〈実質一人会社オーナー社長給与の損金不算入〉〜part2〜
前回から、「特殊支配同族会社」の役員に対する役員給与損金不算入制度について記載しています。
特殊支配同族会社は「業務主宰役員グループ」が持株等を90%以上所有していて、さらに常務に従事する役員の過半数を占めている同族会社とされます。
今第2回は、同制度でのキーワードとなっている、「所有割合」と「常務に従事する役員」の基本的な捕らえ方を見てゆきます。
所有割合は「業務主宰役員グループ」で判定する。
判定の基礎となる「業務主宰役員グループ」は、「業務主宰役員関係者」を包含しています。
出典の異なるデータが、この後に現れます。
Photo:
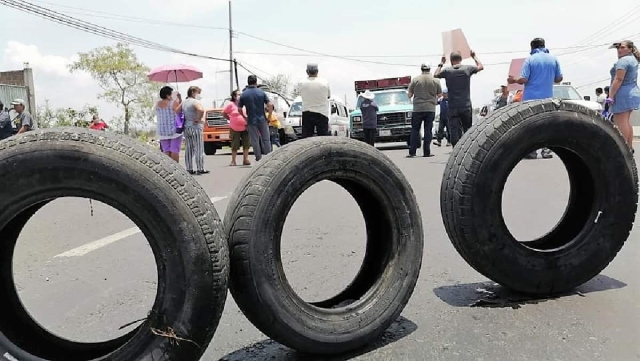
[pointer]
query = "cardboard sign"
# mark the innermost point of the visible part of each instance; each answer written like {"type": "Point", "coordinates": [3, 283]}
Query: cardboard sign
{"type": "Point", "coordinates": [455, 40]}
{"type": "Point", "coordinates": [514, 70]}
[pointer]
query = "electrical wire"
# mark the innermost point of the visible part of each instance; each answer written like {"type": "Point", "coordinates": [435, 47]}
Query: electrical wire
{"type": "Point", "coordinates": [608, 28]}
{"type": "Point", "coordinates": [89, 12]}
{"type": "Point", "coordinates": [114, 16]}
{"type": "Point", "coordinates": [417, 56]}
{"type": "Point", "coordinates": [594, 83]}
{"type": "Point", "coordinates": [358, 58]}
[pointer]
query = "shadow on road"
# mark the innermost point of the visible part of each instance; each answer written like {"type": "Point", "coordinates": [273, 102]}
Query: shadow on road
{"type": "Point", "coordinates": [489, 294]}
{"type": "Point", "coordinates": [271, 350]}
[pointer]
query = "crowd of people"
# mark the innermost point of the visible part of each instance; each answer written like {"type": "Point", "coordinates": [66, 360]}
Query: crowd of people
{"type": "Point", "coordinates": [540, 71]}
{"type": "Point", "coordinates": [254, 124]}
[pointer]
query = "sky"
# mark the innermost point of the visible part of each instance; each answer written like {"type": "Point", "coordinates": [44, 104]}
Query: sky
{"type": "Point", "coordinates": [401, 34]}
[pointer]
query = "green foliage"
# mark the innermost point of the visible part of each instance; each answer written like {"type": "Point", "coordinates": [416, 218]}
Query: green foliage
{"type": "Point", "coordinates": [281, 84]}
{"type": "Point", "coordinates": [123, 79]}
{"type": "Point", "coordinates": [48, 117]}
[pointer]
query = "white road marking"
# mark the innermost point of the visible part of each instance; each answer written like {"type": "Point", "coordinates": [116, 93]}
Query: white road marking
{"type": "Point", "coordinates": [90, 247]}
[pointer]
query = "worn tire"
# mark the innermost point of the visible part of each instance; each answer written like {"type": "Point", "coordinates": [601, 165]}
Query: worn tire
{"type": "Point", "coordinates": [254, 221]}
{"type": "Point", "coordinates": [599, 215]}
{"type": "Point", "coordinates": [167, 204]}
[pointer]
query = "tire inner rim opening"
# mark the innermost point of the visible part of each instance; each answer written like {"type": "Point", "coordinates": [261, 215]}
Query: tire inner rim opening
{"type": "Point", "coordinates": [16, 322]}
{"type": "Point", "coordinates": [583, 197]}
{"type": "Point", "coordinates": [381, 241]}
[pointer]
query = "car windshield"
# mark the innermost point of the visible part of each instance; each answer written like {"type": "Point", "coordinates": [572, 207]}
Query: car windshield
{"type": "Point", "coordinates": [399, 97]}
{"type": "Point", "coordinates": [296, 110]}
{"type": "Point", "coordinates": [566, 93]}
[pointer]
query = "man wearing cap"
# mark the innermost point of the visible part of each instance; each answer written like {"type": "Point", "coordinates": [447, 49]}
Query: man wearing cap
{"type": "Point", "coordinates": [6, 129]}
{"type": "Point", "coordinates": [254, 101]}
{"type": "Point", "coordinates": [315, 93]}
{"type": "Point", "coordinates": [539, 72]}
{"type": "Point", "coordinates": [458, 77]}
{"type": "Point", "coordinates": [425, 91]}
{"type": "Point", "coordinates": [369, 110]}
{"type": "Point", "coordinates": [24, 122]}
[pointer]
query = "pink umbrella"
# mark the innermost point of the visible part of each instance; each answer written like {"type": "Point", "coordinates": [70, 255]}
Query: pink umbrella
{"type": "Point", "coordinates": [177, 73]}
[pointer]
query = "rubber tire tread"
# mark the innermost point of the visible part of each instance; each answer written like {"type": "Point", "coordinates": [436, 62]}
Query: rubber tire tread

そのため、発行済株式数の所有割合による判定では、「業務主宰役員グループ」に属するかどうかがポイントとなります。
持株等の割合については、次のうち1つでも90%以上であれば、特殊支配同族会社の条件に該当することになります。
・発行済株式数
・議決権付株式数
・持分会社の株主数
「業務主宰役員グループ」の範囲と、「業務主宰役員関係者」との違いは、下記の通りとなります。
●「業務主宰役員グループ」・・業務主宰役員と特殊な関係のある者のうち、個人株主+法人株主
●「業務主宰役員関係者」・・・・業務主宰役員と特殊な関係のある者のうち、個人株主のみ
参考:業務主宰役員と特殊な関係のある者の範囲
≪個人株主≫
一 業務主宰役員の親族である者
二 業務主宰役員と事実上婚姻関係と同様の事情にある者
三 業務主宰役員の使用人
四 一〜三以外の者で業務主宰役員から受ける金銭等によって生計を維持している者
五 一〜三と生計を一にするこれらの者の親族
≪法人株主≫
六 「業務主宰役員等」(業務主宰役員及び一〜五)が「同族会社を支配している場合」 におけるその同族会社
七 六若しくは八又は「業務主宰役員等」及び六若しくは八が 「同族会社を支配している場合」 のその同族会社
八 七又は業務主宰役員等及び七が 「同族会社を支配している場合」
「常務に従事する役員」は、経営に関与しているか否かで判定する。
判定の基礎となる「常務に従事する役員」とは、会社の経営に関する業務を役員として実質的に、日常継続的に遂行している役員を指します。
そのため、肩書きや名目ではなく、経済的な実質に基づいて判定されます。
この常務に従事すると言う状態をただ単純に「常勤」であるか「非常勤」であるかによって区別するわけではありません。
兼職しているかどうかの判定は、その会社以外の会社においても日々業務従事しているかによって判定されることとなります。
また、季節といった限定的な時間や期間のみ他の社で働いたといったイレギュラーな場合には、兼職しているとは判定されないこととなるようです。
「常務に従事する役員」に該当するかどうかを大まかに分けると、下記の通りとなります。
●「常務に従事する役員」に該当する役員
・取締役(常勤役員に限る)
・みなし役員(常務に従事している場合に限る)
●「常務に従事する役員」に該当しない役員
・会計参与・監査役
⇒会社法上、経営に対して権限が無いことから、経営に参加しているとは言えないため。
・使用人兼務役員
⇒常務に従事している場合であっても、取締役会への参加が日常継続的でないため。